The California Building Industry Association (CBIA) immediately obtained a temporary restraining order to halt the SAB’s action, arguing that even though the state has exhausted the money in the general school facilities fund, it could transfer $150 million earmarked for school seismic repairs into the fund for new construction. That money would serve as a bridge for developers as they await the outcome of the CBIA-backed Proposition 51, which will appear on the November 8 statewide ballot. 

CSBA supports Proposition 51, also known as the “Kindergarten Through Community College Public Education Facilities Bond Act of 2016.” The measure would authorize $9 billion in general obligation bonds: $3 billion for new construction and $3 billion for modernization of K-12 public school facilities, with $1 billion split between charter schools and vocational educational facilities and $2 billion for community college facilities.

Proposition 51 sample resolution language, talking points and other resources for school and county boards can be found on CSBA’s website.

If Proposition 51 is approved, thereby replenishing the general school facilities fund, it is likely that the SAB would rescind the option to assess Level III fees and districts would resume assessing the lower impact fees.

According to Government Code section 65995.7, subdivision (a), Districts may exercise their option to assess Level III fees if 1) the state has determined that “state funds for new school facility construction are not available” and 2) the district has met all requirements to assess Level II fees.

By officially declaring that the state no longer has funds available for new school construction, the SAB created the opportunity for school districts to assess Level III Developer Fees. The recent Superior Court ruling largely affirms the decision made by the SAB and rejects the argument that the state can use funds reserved for seismic repairs to backfill its empty school facilities fund:

“The request for a preliminary injunction is denied as Petitioner has failed to prove any likelihood of success on the merits…A plain reading of the subject statutes, combined with the legislative history, establishes that Respondent is only required to consider Article 5 funds when determining whether sufficient funds remain available for apportionment for new construction. Other Articles’ funds are segregated for separate purposes; consequently, the funds are not interchangeable or synonymous.”

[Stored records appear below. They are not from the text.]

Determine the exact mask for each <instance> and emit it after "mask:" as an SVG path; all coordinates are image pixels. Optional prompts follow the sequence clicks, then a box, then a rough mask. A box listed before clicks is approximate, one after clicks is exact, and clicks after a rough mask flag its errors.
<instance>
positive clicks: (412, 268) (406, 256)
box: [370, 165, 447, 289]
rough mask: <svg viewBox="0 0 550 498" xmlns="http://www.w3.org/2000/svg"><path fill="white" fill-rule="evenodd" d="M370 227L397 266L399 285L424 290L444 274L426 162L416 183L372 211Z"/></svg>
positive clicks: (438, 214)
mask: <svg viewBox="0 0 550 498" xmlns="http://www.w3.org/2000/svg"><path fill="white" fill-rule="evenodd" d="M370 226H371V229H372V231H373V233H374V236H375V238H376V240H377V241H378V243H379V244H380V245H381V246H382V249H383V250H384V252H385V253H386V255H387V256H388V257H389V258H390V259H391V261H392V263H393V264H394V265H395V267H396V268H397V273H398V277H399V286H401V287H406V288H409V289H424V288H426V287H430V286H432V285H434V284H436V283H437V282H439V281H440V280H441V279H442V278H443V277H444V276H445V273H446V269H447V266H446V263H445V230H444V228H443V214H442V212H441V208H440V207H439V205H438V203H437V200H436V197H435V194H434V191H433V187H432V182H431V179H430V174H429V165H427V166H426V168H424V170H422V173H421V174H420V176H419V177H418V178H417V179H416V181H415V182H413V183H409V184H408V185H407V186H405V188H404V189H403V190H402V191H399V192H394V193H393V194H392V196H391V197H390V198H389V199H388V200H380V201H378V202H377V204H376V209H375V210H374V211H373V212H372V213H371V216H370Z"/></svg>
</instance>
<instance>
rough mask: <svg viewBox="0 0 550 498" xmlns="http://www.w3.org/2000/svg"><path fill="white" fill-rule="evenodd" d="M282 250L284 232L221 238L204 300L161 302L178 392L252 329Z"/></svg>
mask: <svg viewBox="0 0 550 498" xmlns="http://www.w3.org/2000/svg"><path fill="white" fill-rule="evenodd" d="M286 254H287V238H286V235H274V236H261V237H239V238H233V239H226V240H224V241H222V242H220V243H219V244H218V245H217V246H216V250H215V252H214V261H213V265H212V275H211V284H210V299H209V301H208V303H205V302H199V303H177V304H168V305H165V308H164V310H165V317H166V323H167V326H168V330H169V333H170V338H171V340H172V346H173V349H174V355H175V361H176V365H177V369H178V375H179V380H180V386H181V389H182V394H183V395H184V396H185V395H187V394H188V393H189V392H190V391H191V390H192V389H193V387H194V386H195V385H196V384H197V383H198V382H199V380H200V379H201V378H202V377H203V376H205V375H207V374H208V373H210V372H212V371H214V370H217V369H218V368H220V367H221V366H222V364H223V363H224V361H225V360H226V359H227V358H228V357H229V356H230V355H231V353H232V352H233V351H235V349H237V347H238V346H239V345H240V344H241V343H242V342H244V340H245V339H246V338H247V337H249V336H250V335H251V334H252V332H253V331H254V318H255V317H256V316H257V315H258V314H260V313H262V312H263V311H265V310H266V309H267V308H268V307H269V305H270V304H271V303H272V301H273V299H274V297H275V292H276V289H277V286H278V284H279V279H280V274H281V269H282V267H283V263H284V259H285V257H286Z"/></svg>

CBIA has the option to appeal the ruling, although it is not immediately known if it will do so.

Although the ruling is tentative and not final, reversals of tentative rulings are rare, so it remains possible that districts will have a small window before the November 8 election to assess Level III fees – and potentially a much longer period if Prop 51 is defeated at the polls. CSBA will keep you updated on any developments with this case and the status of Proposition 51; CSBA advises that school districts consult with legal counsel before proceeding with Level III fees.